Fellini Goes To The Beach
by George Porcari
Cineaction



Characters in Fellini’s films often end up at the beach where they seem to arrive at some sort of self-realization that is intuitive and physical; the relationship between them and the sea seems to act as a catalyst for a certain kind of knowledge. The ocean—after so much art photography and film—has come to symbolize “nature”, the “eternal”, the “origin of life”. The sea is always the same and never the same; it is beautiful and terrifying; it is sublime and banal; ripples that last a few seconds on film suggest a geologic time that stretches back beyond our common human history. Yet paradoxically the sea is always absolutely physically present as a particular place: St Tropez in the 1960s is not the same as Liverpool in the 1930s. Location and seasonal referents are not the only ways we read images of the sea. The photographic emulsion used also figures in the equation of how an image feels and what time period it seems to belong to. It is impossible in that sense to see the sea—once it is represented we must see it through a variety of cultural conventions that have their own baggage and emotional connotations. But what is the nature of this realization, this knowledge that characters in Fellini’s films experience when they see the sea? What happens to Zampano at the end of La Strada? What is going on with Marcello as he shrugs his shoulders and slouches away in La Dolce Vita? What does Leopoldo’s sexual panic in Il Vitelloni mean when it takes place by the sea? What is Saraghina’s wild dance on the sand in 8 1/2 about?

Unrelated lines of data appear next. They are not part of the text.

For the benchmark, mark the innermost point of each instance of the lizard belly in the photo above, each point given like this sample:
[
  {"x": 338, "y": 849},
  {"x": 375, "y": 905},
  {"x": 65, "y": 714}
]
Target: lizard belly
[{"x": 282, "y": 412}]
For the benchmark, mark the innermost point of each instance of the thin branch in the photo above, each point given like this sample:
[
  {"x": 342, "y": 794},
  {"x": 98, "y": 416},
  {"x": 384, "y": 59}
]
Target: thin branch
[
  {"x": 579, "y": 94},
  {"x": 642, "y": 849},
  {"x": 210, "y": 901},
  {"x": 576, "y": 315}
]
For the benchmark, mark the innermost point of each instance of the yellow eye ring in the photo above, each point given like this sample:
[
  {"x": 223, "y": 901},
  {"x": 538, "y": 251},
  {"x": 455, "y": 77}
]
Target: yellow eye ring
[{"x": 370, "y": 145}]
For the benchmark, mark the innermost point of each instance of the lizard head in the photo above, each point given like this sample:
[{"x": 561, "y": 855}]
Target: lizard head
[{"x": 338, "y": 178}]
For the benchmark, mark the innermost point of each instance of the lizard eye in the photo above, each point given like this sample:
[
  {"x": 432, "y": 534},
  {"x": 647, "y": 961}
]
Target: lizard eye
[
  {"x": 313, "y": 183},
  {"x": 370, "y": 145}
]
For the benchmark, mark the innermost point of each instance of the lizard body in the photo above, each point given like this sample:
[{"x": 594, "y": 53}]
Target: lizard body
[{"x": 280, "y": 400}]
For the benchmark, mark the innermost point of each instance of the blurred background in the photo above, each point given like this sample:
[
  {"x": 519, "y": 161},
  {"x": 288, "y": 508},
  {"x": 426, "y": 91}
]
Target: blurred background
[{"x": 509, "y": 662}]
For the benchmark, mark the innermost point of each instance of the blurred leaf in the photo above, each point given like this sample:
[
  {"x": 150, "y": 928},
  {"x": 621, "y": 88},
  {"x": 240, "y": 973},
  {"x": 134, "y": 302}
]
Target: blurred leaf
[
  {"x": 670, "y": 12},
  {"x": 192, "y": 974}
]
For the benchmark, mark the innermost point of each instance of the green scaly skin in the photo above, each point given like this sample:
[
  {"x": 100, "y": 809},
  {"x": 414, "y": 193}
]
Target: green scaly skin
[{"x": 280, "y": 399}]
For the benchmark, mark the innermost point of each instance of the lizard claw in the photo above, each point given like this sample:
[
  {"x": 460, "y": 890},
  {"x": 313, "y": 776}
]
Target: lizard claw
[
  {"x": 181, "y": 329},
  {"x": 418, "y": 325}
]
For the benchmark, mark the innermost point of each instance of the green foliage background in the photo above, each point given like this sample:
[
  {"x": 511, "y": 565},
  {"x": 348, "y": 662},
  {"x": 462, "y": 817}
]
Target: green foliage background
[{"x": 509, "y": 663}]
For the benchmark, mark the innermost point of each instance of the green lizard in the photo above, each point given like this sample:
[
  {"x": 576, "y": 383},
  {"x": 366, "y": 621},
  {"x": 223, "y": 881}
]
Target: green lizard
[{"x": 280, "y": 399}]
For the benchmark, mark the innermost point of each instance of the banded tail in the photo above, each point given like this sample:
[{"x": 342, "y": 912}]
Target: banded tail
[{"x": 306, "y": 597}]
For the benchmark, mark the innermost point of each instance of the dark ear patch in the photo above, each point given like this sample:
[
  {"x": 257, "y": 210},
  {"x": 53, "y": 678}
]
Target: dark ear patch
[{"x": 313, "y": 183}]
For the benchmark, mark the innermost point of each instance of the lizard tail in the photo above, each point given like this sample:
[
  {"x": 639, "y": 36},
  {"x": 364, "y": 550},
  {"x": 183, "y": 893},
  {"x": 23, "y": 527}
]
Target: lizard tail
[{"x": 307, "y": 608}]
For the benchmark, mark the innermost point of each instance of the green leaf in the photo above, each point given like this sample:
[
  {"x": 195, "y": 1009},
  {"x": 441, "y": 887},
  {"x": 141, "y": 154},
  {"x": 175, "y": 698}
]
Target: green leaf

Fellini’s work was, as he said in an interview, very much informed from his reading of Jung that influenced much of his work in the studio from 8 1/2 to The Voice of the Moon, his final feature film. It was at that point that he started to consciously create archetypes on the set, rather than go to a location and film the passing moment. That is, the “ocean” rather than a particular seashore at a particular place and time. This sense of the essentialist, the absolute, which is found in the archetype, is the opposite of a realist tendency in which a temporal material reality in the present tense is all there is. Both tendencies are to be found in Fellini throughout his work and he seems to favor one or the other depending on the material. Yet his body of work does have a trajectory: it moves from his beginnings in Neo-Realism up to La Strada then shifts to favoring archetypal studio creations, from Juliet of the Spirits onwards. La Dolce Vita and 8 1/2 straddle both worlds, and in part for that very reason may be his most interesting films. Yet the sea in The White Sheik, an early work, is totally theatrical despite the fact that it was shot on location, because of the context, while the sea at the end of Satyricon, a middle period work, is very real—in a documentary sense—and gives weight to the fantastic narrative. So in effect there is no clearly systematic approach that one can use to understand Fellini’s use of the ocean in his work—let us then look at individual works.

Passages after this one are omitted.